# Riding area is on a hill & uneven ground.



## waresbear (Jun 18, 2011)

Working on uneven ground and being careful of it, is fine, in fact it's good practice!


----------



## churumbeque (Dec 20, 2009)

Rent a skid loader and level it out.


----------



## TXhorseman (May 29, 2014)

Take advantage of what you have available. Trotting and cantering up hills can help a horse develop its hindquarters and get accustomed to using them more. You can use the hills to learn how to adjust your weight so your horse does not accelerate when going down hill.


----------



## Kimmy1985 (Jun 8, 2014)

churumbeque said:


> Rent a skid loader and level it out.


HAHA! I'd love to, but like I said, its not an option right now. 

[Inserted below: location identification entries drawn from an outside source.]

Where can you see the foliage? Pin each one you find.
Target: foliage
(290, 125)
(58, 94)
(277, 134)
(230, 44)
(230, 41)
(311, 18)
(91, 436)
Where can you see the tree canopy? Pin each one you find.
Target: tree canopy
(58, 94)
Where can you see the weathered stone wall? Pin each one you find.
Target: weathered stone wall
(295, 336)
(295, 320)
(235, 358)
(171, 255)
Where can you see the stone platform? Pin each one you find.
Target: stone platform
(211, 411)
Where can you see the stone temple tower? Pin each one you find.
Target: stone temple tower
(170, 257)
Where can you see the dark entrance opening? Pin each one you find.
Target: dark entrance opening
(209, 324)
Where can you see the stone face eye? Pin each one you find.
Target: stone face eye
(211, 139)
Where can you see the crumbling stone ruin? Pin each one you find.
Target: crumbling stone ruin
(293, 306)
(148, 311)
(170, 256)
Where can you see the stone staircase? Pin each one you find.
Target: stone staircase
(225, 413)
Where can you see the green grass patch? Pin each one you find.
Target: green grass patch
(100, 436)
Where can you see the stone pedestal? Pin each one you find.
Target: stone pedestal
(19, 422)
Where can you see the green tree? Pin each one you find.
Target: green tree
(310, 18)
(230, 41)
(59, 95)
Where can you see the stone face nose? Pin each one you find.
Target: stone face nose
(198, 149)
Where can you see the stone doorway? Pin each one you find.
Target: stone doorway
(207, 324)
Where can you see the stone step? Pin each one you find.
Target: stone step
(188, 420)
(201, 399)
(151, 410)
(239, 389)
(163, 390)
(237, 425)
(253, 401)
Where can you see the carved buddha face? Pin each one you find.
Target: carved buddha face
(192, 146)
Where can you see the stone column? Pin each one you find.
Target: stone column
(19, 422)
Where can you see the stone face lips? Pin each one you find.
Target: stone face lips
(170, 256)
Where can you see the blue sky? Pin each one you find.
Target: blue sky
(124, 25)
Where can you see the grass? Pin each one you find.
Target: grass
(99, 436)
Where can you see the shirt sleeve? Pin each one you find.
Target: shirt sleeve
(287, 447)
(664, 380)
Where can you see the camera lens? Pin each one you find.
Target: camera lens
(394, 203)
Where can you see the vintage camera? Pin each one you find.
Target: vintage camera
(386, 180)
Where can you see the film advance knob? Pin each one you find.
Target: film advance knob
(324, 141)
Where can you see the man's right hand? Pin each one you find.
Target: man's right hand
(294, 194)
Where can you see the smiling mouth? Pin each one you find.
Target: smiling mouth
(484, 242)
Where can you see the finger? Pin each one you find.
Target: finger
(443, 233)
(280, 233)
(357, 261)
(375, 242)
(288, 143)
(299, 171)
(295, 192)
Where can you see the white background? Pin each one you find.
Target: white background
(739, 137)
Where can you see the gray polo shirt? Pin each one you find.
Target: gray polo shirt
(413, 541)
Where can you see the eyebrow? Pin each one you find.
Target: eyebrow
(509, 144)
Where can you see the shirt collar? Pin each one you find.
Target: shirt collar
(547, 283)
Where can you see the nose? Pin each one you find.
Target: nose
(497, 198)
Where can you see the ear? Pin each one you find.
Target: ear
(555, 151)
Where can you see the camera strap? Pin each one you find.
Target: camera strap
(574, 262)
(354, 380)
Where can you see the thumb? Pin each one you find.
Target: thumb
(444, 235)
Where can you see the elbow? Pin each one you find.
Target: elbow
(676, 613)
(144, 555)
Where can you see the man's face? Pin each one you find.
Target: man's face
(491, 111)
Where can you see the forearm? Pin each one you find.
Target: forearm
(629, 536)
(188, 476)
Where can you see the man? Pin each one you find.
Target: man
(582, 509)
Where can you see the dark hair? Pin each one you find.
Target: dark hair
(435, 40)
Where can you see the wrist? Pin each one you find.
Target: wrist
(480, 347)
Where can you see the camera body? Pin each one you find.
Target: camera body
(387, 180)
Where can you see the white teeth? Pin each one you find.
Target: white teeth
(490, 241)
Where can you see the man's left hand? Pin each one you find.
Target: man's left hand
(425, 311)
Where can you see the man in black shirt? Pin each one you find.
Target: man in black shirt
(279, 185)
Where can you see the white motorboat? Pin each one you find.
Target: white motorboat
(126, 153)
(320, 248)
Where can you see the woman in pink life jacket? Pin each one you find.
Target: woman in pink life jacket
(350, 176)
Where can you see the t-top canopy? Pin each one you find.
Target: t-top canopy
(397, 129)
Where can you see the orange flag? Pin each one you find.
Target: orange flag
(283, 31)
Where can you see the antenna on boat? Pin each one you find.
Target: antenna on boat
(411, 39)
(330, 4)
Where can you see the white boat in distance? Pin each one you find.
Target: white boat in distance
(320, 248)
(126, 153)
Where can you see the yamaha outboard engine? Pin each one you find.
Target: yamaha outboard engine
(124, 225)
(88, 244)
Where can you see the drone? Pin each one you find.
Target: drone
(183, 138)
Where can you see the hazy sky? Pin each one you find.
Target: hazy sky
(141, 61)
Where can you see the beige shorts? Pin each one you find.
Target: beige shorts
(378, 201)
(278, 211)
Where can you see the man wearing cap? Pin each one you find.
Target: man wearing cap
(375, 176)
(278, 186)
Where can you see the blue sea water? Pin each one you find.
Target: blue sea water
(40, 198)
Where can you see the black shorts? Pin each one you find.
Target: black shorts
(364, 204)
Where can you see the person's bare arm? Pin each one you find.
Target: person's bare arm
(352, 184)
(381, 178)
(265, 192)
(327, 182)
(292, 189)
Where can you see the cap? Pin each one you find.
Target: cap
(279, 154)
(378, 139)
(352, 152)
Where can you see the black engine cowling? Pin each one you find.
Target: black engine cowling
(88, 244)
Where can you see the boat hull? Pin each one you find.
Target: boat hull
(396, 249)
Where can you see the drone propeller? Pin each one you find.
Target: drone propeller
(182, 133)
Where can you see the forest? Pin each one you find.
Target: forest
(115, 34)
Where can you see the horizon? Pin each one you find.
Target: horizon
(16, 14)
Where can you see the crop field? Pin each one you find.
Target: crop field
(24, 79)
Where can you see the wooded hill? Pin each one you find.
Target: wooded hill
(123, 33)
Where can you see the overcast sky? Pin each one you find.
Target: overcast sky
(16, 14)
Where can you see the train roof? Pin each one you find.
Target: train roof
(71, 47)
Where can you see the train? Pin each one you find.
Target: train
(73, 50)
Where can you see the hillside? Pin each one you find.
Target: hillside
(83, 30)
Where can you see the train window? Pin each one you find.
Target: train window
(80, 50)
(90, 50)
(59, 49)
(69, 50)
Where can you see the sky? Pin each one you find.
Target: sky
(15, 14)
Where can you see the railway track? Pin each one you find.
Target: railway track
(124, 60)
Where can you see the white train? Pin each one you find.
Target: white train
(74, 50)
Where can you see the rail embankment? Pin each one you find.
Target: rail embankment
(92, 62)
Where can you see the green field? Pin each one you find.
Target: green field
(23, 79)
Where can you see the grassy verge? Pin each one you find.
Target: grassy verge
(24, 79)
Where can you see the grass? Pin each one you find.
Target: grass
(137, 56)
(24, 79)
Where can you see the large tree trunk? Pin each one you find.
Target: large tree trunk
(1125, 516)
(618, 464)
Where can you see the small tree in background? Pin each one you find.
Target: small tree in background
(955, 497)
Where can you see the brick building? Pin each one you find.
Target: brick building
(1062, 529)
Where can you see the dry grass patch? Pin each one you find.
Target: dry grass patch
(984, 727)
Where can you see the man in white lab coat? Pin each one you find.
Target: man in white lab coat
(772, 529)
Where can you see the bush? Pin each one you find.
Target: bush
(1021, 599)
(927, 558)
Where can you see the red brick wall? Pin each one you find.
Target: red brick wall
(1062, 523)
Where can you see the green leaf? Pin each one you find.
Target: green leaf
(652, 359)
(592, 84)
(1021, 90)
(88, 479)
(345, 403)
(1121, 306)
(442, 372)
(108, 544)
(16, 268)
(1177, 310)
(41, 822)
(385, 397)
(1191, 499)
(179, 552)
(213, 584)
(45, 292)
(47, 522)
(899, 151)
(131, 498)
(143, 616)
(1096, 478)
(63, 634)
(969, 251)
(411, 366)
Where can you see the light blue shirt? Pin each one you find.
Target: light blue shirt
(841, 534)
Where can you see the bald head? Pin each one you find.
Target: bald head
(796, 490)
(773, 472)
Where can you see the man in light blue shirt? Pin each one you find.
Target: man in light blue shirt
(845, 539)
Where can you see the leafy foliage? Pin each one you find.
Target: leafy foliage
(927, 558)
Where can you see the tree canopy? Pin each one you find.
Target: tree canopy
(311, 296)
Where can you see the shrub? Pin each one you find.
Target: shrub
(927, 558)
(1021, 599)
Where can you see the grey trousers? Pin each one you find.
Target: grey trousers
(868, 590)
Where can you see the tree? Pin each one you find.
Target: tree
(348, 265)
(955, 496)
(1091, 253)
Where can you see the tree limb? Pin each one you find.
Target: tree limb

So walking/trotting sidehill - I'm worried about stressing tendons & what not - maybe I'm being too worrisome??


----------



## TXhorseman (May 29, 2014)

Horses go up and down and across hills all the time. If a rider is balanced over the horse's center of gravity, his weight should make little more difference than when riding on flat terrain. 

Like most physical activities, just don't overdo it. Listen to your horse and respond accordingly.


----------



## BearPony (Jan 9, 2013)

My pasture is quite hilly. The flat-ish part that I use for schooling is about the size of a small dressage arena. I find that as long as I'm careful about the footing and utilize the rest of the big field for hill work, warm ups, other exercises, etc. it works out just fine as a working space. My horses really are fine at all gaits on various terrain/inclines, but on a day to day basis I go slowly down hills and more quickly up to keep it easier on their joints but build muscle. The bonus is that when I haul to my trainer's flat and well manicured arena everything feels easy!

However, my horses live out on the hills and uneven terrain 24/7 so it is what they are used to. I would start a lot more slowly if the horse spends all or most of its time on flat or manicured footing.


----------



## Kimmy1985 (Jun 8, 2014)

I have a similar situation to yours BearPony - she's lives in a hilly pasture 24/7 and the flat-ish part I school in is part of that pasture, so she SHOULD be accustomed to it lol 


Thanks for the replies everyone!


----------